Newark School of Violin Making
Education Services Award 2021: Alina was awarded funding for a bending iron
RAB Award 2021: Cello closing clamps were awarded from the Jim Reid bequest, plus a work placement with Helen Michetschläger, which took place in October 2021.
Alina’s work placement was a particularly special one for the RAB Trust. This is her report:
Before coming to work with Helen I hadn’t touched any tools for two months, so I was quite nervous about my skills having to redevelop. But it was nice to start my year with such an intense week of making.
Helen already mentally prepared me for the work we would do during the week. We would work on a cello which was found unfinished in the workshop of the amateur violin maker Arnold Boyes and which was made in 1973. The rib structure was finished and the plates were roughed out.
Each component was then completed by different violin makers in different places.

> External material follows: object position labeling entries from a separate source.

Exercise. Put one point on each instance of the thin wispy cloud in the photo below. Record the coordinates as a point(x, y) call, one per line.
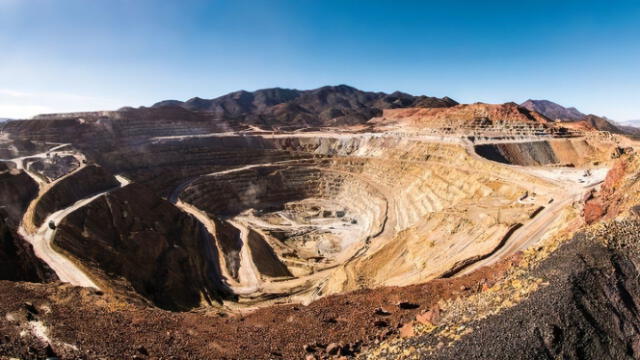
point(21, 104)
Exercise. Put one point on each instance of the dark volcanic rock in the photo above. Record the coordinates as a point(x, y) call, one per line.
point(602, 124)
point(166, 255)
point(325, 106)
point(17, 189)
point(17, 260)
point(589, 310)
point(553, 111)
point(55, 167)
point(86, 182)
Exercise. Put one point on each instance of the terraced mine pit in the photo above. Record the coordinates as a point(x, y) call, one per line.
point(290, 226)
point(292, 217)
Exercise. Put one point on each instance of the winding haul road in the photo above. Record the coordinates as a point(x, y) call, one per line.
point(42, 238)
point(534, 230)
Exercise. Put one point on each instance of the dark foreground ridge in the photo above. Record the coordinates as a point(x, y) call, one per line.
point(587, 310)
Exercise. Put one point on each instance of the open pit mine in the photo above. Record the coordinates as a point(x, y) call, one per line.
point(317, 224)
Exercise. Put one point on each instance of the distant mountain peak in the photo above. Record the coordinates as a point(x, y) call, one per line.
point(553, 110)
point(325, 106)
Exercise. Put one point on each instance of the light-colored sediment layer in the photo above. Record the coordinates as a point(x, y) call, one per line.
point(369, 210)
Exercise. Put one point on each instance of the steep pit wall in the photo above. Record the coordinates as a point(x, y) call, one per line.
point(87, 181)
point(574, 152)
point(403, 191)
point(163, 254)
point(331, 206)
point(17, 189)
point(18, 262)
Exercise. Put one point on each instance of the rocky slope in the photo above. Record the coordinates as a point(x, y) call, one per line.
point(17, 260)
point(586, 309)
point(163, 254)
point(17, 189)
point(560, 113)
point(553, 111)
point(85, 182)
point(463, 115)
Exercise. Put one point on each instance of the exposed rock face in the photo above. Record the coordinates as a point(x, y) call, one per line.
point(17, 260)
point(558, 112)
point(559, 151)
point(326, 106)
point(553, 111)
point(17, 189)
point(87, 181)
point(55, 167)
point(264, 257)
point(164, 254)
point(588, 310)
point(601, 123)
point(459, 116)
point(605, 201)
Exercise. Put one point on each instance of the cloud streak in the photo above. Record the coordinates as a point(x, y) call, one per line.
point(22, 105)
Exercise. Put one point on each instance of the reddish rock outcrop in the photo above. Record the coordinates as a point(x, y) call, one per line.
point(603, 202)
point(17, 260)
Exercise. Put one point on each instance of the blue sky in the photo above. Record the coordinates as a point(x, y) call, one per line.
point(73, 55)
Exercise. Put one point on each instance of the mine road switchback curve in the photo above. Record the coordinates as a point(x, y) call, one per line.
point(42, 238)
point(568, 179)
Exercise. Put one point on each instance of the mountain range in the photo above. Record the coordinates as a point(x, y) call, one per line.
point(325, 106)
point(558, 112)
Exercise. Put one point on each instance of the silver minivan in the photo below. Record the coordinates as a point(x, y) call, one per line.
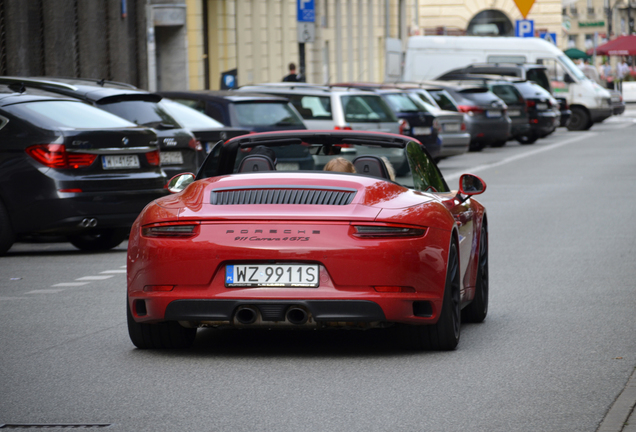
point(340, 108)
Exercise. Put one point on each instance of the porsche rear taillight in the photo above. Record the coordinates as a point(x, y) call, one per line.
point(171, 230)
point(470, 109)
point(153, 158)
point(386, 231)
point(56, 156)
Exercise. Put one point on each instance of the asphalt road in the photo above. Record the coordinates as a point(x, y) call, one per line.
point(555, 351)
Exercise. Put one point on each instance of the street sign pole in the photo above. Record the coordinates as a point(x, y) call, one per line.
point(306, 16)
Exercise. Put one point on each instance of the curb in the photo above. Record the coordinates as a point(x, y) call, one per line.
point(622, 409)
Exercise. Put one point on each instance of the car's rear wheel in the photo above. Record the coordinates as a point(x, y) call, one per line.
point(528, 138)
point(165, 335)
point(444, 335)
point(7, 236)
point(477, 310)
point(476, 146)
point(579, 120)
point(99, 240)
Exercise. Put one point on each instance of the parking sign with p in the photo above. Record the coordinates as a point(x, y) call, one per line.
point(524, 28)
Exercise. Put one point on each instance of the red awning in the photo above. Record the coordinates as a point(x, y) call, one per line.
point(622, 45)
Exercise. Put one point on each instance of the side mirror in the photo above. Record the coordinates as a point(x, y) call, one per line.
point(471, 185)
point(180, 182)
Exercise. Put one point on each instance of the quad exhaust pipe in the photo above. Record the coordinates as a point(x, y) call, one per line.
point(296, 315)
point(88, 223)
point(246, 315)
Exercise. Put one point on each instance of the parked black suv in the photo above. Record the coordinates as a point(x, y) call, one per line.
point(180, 150)
point(70, 169)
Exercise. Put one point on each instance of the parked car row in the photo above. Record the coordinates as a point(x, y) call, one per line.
point(92, 144)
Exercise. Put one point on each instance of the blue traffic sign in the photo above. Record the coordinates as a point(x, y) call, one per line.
point(550, 37)
point(524, 28)
point(306, 11)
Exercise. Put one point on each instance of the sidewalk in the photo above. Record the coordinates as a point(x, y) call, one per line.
point(622, 417)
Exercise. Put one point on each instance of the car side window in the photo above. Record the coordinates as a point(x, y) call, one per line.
point(426, 175)
point(215, 111)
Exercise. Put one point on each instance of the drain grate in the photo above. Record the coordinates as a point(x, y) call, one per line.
point(54, 425)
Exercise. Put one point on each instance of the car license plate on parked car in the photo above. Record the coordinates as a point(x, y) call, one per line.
point(421, 131)
point(272, 275)
point(287, 166)
point(171, 158)
point(450, 127)
point(120, 161)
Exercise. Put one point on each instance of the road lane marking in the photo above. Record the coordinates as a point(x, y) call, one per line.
point(95, 277)
point(71, 284)
point(521, 156)
point(45, 291)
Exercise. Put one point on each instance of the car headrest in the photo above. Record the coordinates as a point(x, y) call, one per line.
point(371, 165)
point(256, 163)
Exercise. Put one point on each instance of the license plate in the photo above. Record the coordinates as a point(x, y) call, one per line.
point(120, 161)
point(171, 158)
point(421, 131)
point(450, 127)
point(272, 275)
point(287, 166)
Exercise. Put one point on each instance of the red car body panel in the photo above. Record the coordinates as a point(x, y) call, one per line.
point(350, 267)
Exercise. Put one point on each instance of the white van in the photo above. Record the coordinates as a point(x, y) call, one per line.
point(428, 57)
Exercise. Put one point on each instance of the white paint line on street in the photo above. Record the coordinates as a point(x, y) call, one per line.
point(483, 167)
point(46, 291)
point(95, 277)
point(71, 284)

Mark Robinson made the front, Sam Brouwer worked on the scroll, Mathieu Fourrier made the back and Helen will varnish it.
In the week I was in her workshop, I helped Helen with assembling all the pieces together.
First of all, we had to free the rib structure and I shaped the linings and the blocks. Then we had to find out which side is the front and which the back. We were surprised how little the rib structure had changed over the many years it was just lying around. And in the end, both plates fitted quite well with the overhang not being too irregular. Helen then fitted and shaped the neck.
I learned quite a lot during this process. I have never worked on a cello before and also, I hadn’t worked with ebony yet. It was my task to preshape the fingerboard and carve the underside so it could be glued on the neck. I also roughly shaped the nut and the saddle.
I noticed that I am working incredibly slowly and inefficiently. All the more I was relieved that we managed to assemble everything by the end of the week. I know that the balance between efficiency and quality of work will come with more experience but it was good to realize and to start being more aware of it.
was very nice to see the change from having just plates and rib structure to seeing the whole cello coming together. Every day the look of the instrument changed immensely.
Helen showed me how to stabilise the cello neck to prevent it bending over time by inserting three carbon fibre rods into the neck root. It was very interesting to see and think about it. She showed me how she marks and drills the pegholes and I watched her fitting the neck and picked up quite a few new techniques and methods. Feeling how smoothly Helen finished her neck shaping and sanding made me aware of the importance of this part for the player and the first impression of the instrument.
On the last day I had some time to work on the rams head neck I brought with me. Helen made me aware of the look of the pegbox curves and the chin shape and I started to see the shapes more closely. Together we then drilled the pegholes and I dug out the pegbox.
We had a lot of nice conversations about different working places and conditions and personal needs, different methods to make a cello mould, how to make purfling, how to bend ribs to prevent cracks, how to shape necks and so forth. Sometimes we would immerse in non-violinmaking-related themes, personal stories, language, gardening and history, having to remind ourselves to continue working after a while. Every day she gave me a top tip of the day and every afternoon I would enjoy different special teas.
I am very happy I was able to spend time in Helens workshop and I could learn and see so much. After feeling a bit nervous beforehand, I felt very comfortable and welcomed and I enjoyed working with her.